Metadata Helps Agencies Get More Value Out of Vast Information Stores

Metadata — essentially, data about data — allows government agencies to more easily manage and derive insights from all the information they hold on to.

When the National Cancer Institute stores its genome data, naming a file after the type of cancer it contains isn’t enough. The study of cancer is so precise these days that scientists need other identifying characteristics to better target a possible cure, says Jeff Shilling, the agency’s acting CIO.

“It’s got to go past, ‘Where did you get it from?’ and ‘What is it?’” he says. 

NCI adheres to the notion that data is only as valuable as its metadata. As TechTarget notes, metadata “summarizes basic information about data, which can make finding and working with particular instances of data easier.” The more granular the metadata, the more information agencies can store about it, and the easier it is to catalogue and analyze it

In the past, a file was associated with its name, the date it was created and when it was last edited. None of that information is useful for identifying the relative value of that data.

This is why analysts say modern metadata management will become critical as agencies look to glean more information and benefit from their data. Artificial intelligence and machine learning are at the core of this trend. 

Using metadata, agencies can set archive and storage policies more easily and create more consistency, so data that was once unusable can be accessed, analyzed and shared.

“Metadata that’s captured can then be used to identify files and to establish policy around them,” explains Steven Hill, senior analyst for applied infrastructure and storage technologies at 451 Research, an IT research and advisory firm. “And the cool thing is that it’s virtually unlimited in terms of scalability.”

The more information an agency has about its data, Hill tells FedTech, the more flexibility it has in handling and automating it.

“This is really about the re-emergence of object storage as the ideal framework for policy-based management because of its metadata capabilities, as well as its massive scalability,” he says. 

MORE FROM FEDTECH: Find out how fog computing can help your agency.

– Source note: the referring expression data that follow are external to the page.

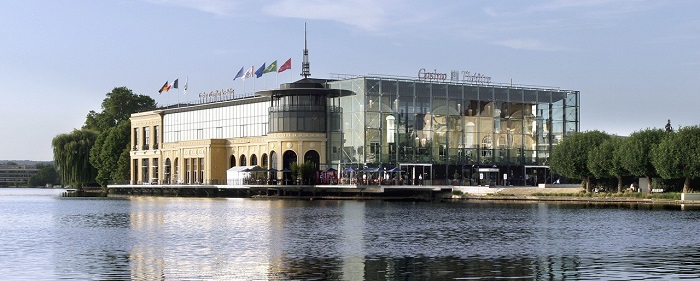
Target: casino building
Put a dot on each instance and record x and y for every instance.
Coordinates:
(441, 130)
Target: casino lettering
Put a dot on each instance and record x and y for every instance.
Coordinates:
(425, 75)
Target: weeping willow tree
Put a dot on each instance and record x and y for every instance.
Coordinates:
(71, 154)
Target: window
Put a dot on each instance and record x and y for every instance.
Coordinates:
(136, 138)
(146, 137)
(486, 143)
(156, 136)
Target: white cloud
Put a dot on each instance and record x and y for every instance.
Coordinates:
(527, 44)
(366, 14)
(216, 7)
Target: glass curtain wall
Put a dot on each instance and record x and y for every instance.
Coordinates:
(456, 128)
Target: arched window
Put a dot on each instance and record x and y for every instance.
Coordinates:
(243, 161)
(486, 145)
(273, 161)
(263, 160)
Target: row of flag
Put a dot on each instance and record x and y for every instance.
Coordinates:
(241, 74)
(263, 69)
(167, 86)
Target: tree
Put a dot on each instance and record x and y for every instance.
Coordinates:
(570, 157)
(108, 149)
(116, 107)
(113, 126)
(605, 161)
(47, 175)
(71, 154)
(678, 155)
(635, 153)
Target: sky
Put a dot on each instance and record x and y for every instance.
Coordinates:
(635, 62)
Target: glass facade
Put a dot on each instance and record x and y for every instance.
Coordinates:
(433, 131)
(235, 121)
(456, 128)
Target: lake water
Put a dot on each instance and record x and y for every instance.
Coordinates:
(45, 237)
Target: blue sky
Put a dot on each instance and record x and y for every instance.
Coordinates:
(636, 62)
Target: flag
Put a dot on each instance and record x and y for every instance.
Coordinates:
(271, 68)
(248, 73)
(287, 65)
(239, 74)
(260, 70)
(186, 81)
(165, 87)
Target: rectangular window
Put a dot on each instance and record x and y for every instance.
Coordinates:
(156, 136)
(136, 138)
(146, 137)
(155, 170)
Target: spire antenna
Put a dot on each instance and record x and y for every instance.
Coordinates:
(305, 70)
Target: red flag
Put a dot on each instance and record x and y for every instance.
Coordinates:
(287, 65)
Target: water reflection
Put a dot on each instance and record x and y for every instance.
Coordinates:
(245, 239)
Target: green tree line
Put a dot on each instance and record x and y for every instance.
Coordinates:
(648, 153)
(98, 152)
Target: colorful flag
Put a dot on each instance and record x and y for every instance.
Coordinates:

The Role Metadata Plays in Data Lakes

Metadata is a key element that makes data lakes so valuable. Data lakes are repositories with flat architectures that can hold data from a wide variety of data formats, including unstructured data, allowing users to transform and visualize the data into new structures when needed.

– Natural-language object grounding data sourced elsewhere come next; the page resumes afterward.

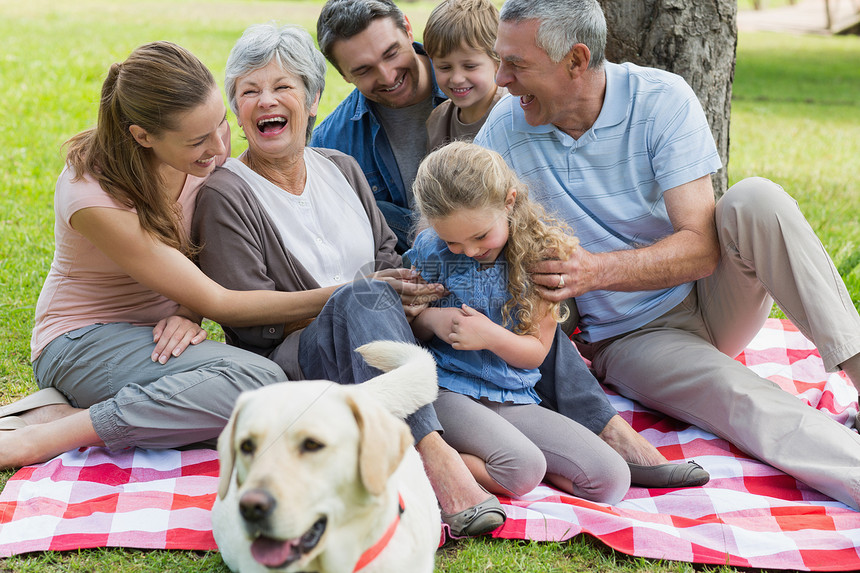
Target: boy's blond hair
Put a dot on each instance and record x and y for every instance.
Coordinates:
(462, 176)
(456, 23)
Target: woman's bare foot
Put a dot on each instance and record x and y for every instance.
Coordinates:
(39, 442)
(47, 414)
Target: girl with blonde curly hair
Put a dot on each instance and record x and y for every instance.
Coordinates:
(493, 330)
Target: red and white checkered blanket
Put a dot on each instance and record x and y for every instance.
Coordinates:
(749, 515)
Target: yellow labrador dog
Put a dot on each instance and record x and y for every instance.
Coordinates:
(317, 476)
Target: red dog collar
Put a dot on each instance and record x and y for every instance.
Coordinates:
(380, 545)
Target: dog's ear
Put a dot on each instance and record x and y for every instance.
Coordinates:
(383, 442)
(225, 450)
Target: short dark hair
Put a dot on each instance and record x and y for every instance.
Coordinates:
(343, 19)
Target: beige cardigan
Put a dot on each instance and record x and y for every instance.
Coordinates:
(242, 250)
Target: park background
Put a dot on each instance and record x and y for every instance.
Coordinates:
(795, 119)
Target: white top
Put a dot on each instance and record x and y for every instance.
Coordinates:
(325, 228)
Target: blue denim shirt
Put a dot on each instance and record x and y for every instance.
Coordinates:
(475, 373)
(354, 129)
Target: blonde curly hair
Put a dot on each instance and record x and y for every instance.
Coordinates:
(466, 176)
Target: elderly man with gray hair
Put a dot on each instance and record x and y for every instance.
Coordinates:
(670, 286)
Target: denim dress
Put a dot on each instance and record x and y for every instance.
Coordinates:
(475, 373)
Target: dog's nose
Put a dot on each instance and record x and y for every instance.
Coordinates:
(256, 505)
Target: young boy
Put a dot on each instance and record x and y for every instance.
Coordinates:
(459, 39)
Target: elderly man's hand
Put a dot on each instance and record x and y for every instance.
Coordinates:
(557, 280)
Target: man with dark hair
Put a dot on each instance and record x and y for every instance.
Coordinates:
(381, 123)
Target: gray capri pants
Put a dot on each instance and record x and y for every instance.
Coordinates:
(134, 401)
(523, 443)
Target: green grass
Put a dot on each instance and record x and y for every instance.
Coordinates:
(796, 119)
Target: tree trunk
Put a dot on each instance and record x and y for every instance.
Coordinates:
(696, 40)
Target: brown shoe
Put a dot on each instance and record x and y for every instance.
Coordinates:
(479, 519)
(685, 474)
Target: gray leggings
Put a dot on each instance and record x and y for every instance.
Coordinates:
(522, 443)
(134, 401)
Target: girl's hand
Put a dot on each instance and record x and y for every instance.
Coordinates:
(413, 290)
(471, 330)
(172, 335)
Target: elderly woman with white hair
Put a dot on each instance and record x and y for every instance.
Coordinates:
(286, 217)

Cameron Chehreh, CTO and vice president of pre-sales engineering at Dell EMC Federal, has told FedTech that data lakes enable agencies to take the data that drives information and insights for them and put the data into “a consolidated and scalable agile repository.”

Chehreh notes that another key benefit to data lakes is that they can ingest any type of data. They then create a mechanism for agencies to add metadata around the data so that it can be tagged and easily searched by any user that has secure and proper access to the data lake. “This allows people the opportunity to drive those deeper insights,” he says.

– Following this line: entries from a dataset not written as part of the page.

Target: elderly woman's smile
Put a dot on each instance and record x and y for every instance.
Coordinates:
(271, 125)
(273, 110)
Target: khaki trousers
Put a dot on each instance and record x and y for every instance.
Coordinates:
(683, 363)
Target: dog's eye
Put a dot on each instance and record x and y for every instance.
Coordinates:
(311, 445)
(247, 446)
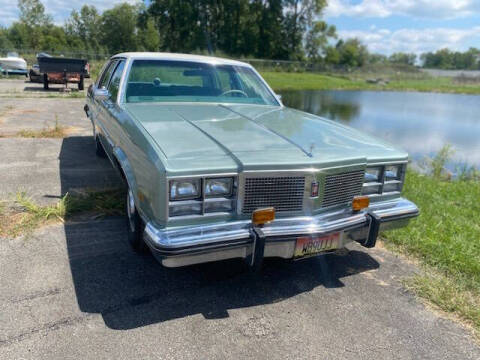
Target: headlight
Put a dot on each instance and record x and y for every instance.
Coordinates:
(373, 174)
(184, 189)
(383, 179)
(392, 172)
(218, 187)
(218, 206)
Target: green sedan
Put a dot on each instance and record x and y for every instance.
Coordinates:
(217, 168)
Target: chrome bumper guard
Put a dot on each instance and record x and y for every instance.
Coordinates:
(203, 243)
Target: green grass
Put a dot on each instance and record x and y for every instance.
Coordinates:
(25, 215)
(312, 81)
(446, 239)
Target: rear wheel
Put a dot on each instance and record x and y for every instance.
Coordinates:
(80, 84)
(99, 150)
(45, 81)
(135, 226)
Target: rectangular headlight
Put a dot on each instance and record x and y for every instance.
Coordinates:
(373, 174)
(393, 172)
(218, 187)
(185, 189)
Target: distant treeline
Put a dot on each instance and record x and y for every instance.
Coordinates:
(263, 29)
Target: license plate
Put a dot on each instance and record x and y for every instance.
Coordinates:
(311, 245)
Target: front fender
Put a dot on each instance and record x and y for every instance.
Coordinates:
(126, 169)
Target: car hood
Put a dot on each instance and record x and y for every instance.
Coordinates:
(193, 137)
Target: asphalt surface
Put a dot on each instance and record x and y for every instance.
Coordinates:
(76, 290)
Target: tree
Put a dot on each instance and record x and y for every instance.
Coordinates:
(85, 25)
(403, 58)
(32, 13)
(4, 41)
(317, 40)
(119, 28)
(298, 15)
(149, 37)
(352, 53)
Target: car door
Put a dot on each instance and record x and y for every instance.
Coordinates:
(101, 109)
(112, 112)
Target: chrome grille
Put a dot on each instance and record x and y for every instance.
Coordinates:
(341, 188)
(283, 193)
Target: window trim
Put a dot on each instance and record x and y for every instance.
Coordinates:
(130, 60)
(118, 62)
(105, 71)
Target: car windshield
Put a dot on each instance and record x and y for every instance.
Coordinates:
(183, 81)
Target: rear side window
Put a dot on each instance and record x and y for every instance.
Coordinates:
(115, 81)
(106, 74)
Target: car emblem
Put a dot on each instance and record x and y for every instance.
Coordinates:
(314, 189)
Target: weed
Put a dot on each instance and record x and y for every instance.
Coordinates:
(25, 215)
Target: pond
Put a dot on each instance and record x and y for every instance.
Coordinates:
(420, 123)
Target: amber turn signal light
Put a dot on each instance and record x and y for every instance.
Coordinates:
(360, 202)
(263, 216)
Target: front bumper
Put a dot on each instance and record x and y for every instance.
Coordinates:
(198, 244)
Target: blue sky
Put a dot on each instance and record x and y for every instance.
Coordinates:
(385, 26)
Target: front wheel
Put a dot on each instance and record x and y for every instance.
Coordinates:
(135, 226)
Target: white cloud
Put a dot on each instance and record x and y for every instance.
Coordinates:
(415, 40)
(436, 9)
(58, 9)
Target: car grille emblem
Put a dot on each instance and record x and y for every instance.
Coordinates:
(314, 189)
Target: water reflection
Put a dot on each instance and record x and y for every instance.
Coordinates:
(321, 103)
(421, 123)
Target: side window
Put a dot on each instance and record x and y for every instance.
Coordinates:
(115, 81)
(106, 74)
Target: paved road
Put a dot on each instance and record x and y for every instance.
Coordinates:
(24, 88)
(37, 114)
(76, 290)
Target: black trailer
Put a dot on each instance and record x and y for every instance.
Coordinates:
(60, 70)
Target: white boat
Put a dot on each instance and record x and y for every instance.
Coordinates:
(13, 64)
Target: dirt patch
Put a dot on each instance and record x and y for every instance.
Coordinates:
(54, 132)
(22, 215)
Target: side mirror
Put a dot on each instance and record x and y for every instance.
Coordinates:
(101, 94)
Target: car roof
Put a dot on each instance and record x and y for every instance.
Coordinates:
(180, 57)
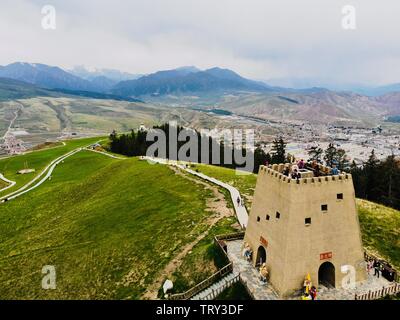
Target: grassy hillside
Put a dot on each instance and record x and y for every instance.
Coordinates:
(244, 183)
(104, 224)
(380, 227)
(36, 160)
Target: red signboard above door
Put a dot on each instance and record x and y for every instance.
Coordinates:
(325, 255)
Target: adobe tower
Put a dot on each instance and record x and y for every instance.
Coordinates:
(307, 225)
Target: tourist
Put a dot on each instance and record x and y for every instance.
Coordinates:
(247, 252)
(317, 172)
(370, 265)
(313, 293)
(301, 164)
(307, 284)
(263, 272)
(335, 170)
(295, 174)
(286, 171)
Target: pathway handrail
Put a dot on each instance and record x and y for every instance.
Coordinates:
(380, 293)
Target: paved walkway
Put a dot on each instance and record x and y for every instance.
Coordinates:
(10, 183)
(264, 291)
(249, 274)
(240, 210)
(45, 174)
(106, 154)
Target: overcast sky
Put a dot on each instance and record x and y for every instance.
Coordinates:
(260, 39)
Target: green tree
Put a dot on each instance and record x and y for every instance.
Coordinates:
(315, 153)
(278, 151)
(330, 155)
(342, 160)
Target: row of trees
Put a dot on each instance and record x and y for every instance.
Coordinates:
(331, 156)
(135, 144)
(378, 181)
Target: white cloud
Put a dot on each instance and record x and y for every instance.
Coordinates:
(258, 38)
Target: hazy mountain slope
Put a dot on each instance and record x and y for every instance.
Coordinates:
(45, 76)
(13, 89)
(322, 106)
(115, 75)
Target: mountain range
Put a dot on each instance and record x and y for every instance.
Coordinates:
(184, 80)
(194, 88)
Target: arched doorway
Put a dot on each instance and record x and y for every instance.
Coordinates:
(261, 256)
(326, 274)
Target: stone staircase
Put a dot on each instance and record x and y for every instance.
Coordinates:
(214, 290)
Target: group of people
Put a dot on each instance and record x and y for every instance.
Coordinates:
(309, 291)
(247, 252)
(292, 173)
(240, 201)
(374, 264)
(263, 272)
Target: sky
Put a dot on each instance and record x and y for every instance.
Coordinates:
(279, 40)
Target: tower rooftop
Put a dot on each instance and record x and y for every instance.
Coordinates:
(306, 175)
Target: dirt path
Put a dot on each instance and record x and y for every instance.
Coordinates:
(217, 204)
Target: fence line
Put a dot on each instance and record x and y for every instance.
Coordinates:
(368, 256)
(216, 276)
(380, 293)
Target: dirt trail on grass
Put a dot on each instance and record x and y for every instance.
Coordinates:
(216, 204)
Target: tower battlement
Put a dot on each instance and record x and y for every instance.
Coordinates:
(305, 225)
(307, 176)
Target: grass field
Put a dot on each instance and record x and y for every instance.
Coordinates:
(36, 160)
(244, 183)
(380, 225)
(3, 184)
(110, 226)
(103, 223)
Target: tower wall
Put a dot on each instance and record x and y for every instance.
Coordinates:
(294, 248)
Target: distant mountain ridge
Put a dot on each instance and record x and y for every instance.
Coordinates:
(44, 76)
(187, 80)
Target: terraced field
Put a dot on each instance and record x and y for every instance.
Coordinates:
(116, 229)
(37, 160)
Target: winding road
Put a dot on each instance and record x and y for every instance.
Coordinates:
(10, 183)
(44, 174)
(240, 209)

Agencies also need to strongly consider security when putting data into data lakes, Chehreh says. However, agencies can control access to the data in the data lake through the same security functions and authentication methods they used before, he says. “You control the access to the data through the same security functions you would use today, and then also have it correlate to the metatags and the metadata that is created around your core data sources, so that you can still protect the sovereignty of the core information you would protect in today’s world,” he says.